Some – or perhaps most – books one reads for the sake of what it say on the tin – algebra text-books for the sake of algebra, romance novels to enjoy a love story… Then there are those books one reads for… something else.
Take for instance Ngaio Marsh’s mysteries.
Marsh was an eclectic lady from New Zealand: a painter, an actress, a courageous director, a drama teacher, and one of the queens of crime of the Golden Age of Detective Fiction. The stage was her true passion, and in the Forties, Fifties and Sixties she was a leading figure of New Zealand’s theatre, daring enough to stage Shakespeare in modern dress as early as 1942, and to (triumphantly) tour Australia with a play by “difficult” Italian author Luigi Pirandello. So it’s not quite a shock that her fictional detective, the very upper-class Inspector Roderick Alleyn, bears the name of a great Elizabethan actor, nor are we surprised in observing that, out of her 32 Alleyn mysteries, a good third has to do with theatres, actors, directors, playwrights, first nights and rehearsals.
And a very good thing it is, because Miss Marsh knows her theatrical stuff, and writes it delightfully. Her characters are entirely convincing, her settings are vibrant, and her incidents and wealth of detail are those of a long acquaintance with life onstage and backstage. There’s nothing clichéd or conventional in her theatres and theatre-folks – so much so that often the depiction of backstage life steals the show from the whodunnit. Which may annoy dedicated mystery-buffs, but is an endless – and diverse – delight for theatre buffs.
Diverse, yes – because Miss Marsh’s stage stories come in a variety of flavours.
Take for instance Opening Night – whose heroine, a penniless and somewhat discouraged actress from New Zealand, takes on a dresser’s job in a London theatre, with a new play’s first night looming a week away. The Vulcan theatre is old and neglected, the dressing rooms dusty, the playwright unreasonable, the whole production rickety, and the tension thick as porridge. When the murder happens, we see it more than everything as yet another hindrance to the début… And yes, Alleyn may be very much your standard gentleman detective – but the frustrated actor-director, the terminally nervous ingenue, the fifty-something character actor still playing the juvenile by dint of grease paint, the keeper’s untidy cubbyhole, the gloomy corridors, the rivalries, the creative flashes, the last-minute tweaks and the dirty cups in the sink – it’s all so very real, so much more vivid than the whodunnit!
Death at the Dolphin is a quite another kettle of fish. Do you know what every struggling playwright and every aspiring director worth their salt dream of? Well it happens to young Peregrine Jay: he serendipitously finds himself restoring and then directing an old theatre in Southwark, with an unlimited budget and the chance to open with a production of his own Shakespeare-themed play. Death at the Dolphin is a backstage Cinderella, complete with a bizarre Fairy Godmother… well, and a murder too – but frankly: were anyone to give me a theatre on these conditions, would I let a trifling murder sour it all?
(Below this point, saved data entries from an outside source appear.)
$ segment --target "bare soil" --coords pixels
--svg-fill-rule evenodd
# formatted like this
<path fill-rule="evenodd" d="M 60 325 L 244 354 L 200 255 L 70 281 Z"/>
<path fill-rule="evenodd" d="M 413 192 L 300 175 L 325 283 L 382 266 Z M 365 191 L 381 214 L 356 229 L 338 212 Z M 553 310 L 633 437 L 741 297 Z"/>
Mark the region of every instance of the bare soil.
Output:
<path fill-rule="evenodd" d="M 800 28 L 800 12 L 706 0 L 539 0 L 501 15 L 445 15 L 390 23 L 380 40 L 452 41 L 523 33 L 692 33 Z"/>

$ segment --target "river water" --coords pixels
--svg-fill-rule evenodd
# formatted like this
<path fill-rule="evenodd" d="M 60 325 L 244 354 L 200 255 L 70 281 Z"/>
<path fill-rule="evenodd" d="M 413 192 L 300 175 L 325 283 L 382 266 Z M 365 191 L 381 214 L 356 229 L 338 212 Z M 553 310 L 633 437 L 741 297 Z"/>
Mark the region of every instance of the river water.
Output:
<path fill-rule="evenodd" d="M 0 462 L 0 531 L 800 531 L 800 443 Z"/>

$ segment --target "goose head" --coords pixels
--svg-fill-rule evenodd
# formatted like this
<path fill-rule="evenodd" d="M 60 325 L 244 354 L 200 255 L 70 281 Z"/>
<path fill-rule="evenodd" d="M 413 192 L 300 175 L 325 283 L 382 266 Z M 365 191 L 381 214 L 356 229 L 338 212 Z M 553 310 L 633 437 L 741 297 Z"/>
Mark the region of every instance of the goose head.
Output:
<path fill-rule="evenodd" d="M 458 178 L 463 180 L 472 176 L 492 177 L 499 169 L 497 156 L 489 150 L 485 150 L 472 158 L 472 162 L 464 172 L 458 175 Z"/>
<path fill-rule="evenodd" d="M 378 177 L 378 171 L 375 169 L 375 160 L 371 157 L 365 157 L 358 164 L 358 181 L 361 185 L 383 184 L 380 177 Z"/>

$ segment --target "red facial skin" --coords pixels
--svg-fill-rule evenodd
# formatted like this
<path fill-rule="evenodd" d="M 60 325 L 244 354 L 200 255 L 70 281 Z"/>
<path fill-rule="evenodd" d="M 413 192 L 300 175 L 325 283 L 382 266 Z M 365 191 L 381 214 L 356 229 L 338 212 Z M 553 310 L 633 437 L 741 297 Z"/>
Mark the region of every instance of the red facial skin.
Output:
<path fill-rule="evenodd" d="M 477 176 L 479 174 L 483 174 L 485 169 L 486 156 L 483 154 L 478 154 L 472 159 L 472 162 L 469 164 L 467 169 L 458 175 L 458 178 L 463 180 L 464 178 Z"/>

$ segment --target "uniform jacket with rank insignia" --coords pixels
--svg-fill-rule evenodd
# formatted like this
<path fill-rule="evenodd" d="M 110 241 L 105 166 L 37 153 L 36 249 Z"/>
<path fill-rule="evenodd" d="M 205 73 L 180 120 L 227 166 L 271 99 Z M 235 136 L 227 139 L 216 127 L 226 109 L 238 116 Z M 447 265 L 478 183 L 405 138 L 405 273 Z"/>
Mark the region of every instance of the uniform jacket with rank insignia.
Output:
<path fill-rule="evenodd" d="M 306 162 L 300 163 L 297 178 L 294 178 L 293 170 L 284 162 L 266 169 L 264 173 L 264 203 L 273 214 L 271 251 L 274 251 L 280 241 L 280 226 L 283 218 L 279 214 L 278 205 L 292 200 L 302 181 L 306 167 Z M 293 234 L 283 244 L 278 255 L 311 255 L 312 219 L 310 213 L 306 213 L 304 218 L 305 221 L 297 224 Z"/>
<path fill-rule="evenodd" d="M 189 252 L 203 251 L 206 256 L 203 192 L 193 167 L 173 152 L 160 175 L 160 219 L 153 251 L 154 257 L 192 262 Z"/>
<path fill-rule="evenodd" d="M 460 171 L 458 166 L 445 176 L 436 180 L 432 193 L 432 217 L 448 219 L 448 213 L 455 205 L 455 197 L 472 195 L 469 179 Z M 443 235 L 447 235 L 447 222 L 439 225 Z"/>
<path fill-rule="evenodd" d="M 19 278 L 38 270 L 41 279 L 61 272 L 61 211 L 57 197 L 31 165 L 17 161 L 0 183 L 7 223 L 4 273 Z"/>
And indeed, Perry Jay… No, I’m being unfair. Being a nice boy, Perry is duly upset by the murder – but the general atmosphere rather takes it in stride. Blood notwithstanding, the Dolphin is a bright and cheerful place, peopled with temperamental but (mostly) charming eccentrics. The dialogues are sparkling, the humour subtle, and the countdown to first night sizzles with excitement.
A different world from Opening Night – so much so that I have long thought Death at the Dolphin to be a youthful work, compared to the more mature and jaded Opening Night… But no, it’s the other way around. It’s just Miss Marsh exploring the low and highs of stage life, its different colours.
In the early Eighties, as she made plans to resurrect Perry Jay and the whole Dolphin for Light Thickens, she wrote to a friend that she doubted there would be much interest in such a book, outside of the theatre set. On the contrary, it turned out to be a huge success. Again, the mystery is buried in and functional to a kind of detailed diary of an ill-fated production of Macbeth. So very detailed, in fact, that a biographer called it Marsh’s third production of the Scottish Tragedy. And indeed, it is, more than anything, a tale of rehearsals, struggles, ideas, clashing temperaments, superstitions, and the way the English stage has changed over the decades. It may not be everyone’s cup of tea, and I’m sure there are better mysteries out there. But for a fine and affectionate depiction of backstage life – with some real blood thrown in – one could do much worse than try Ngaio Marsh’s stories.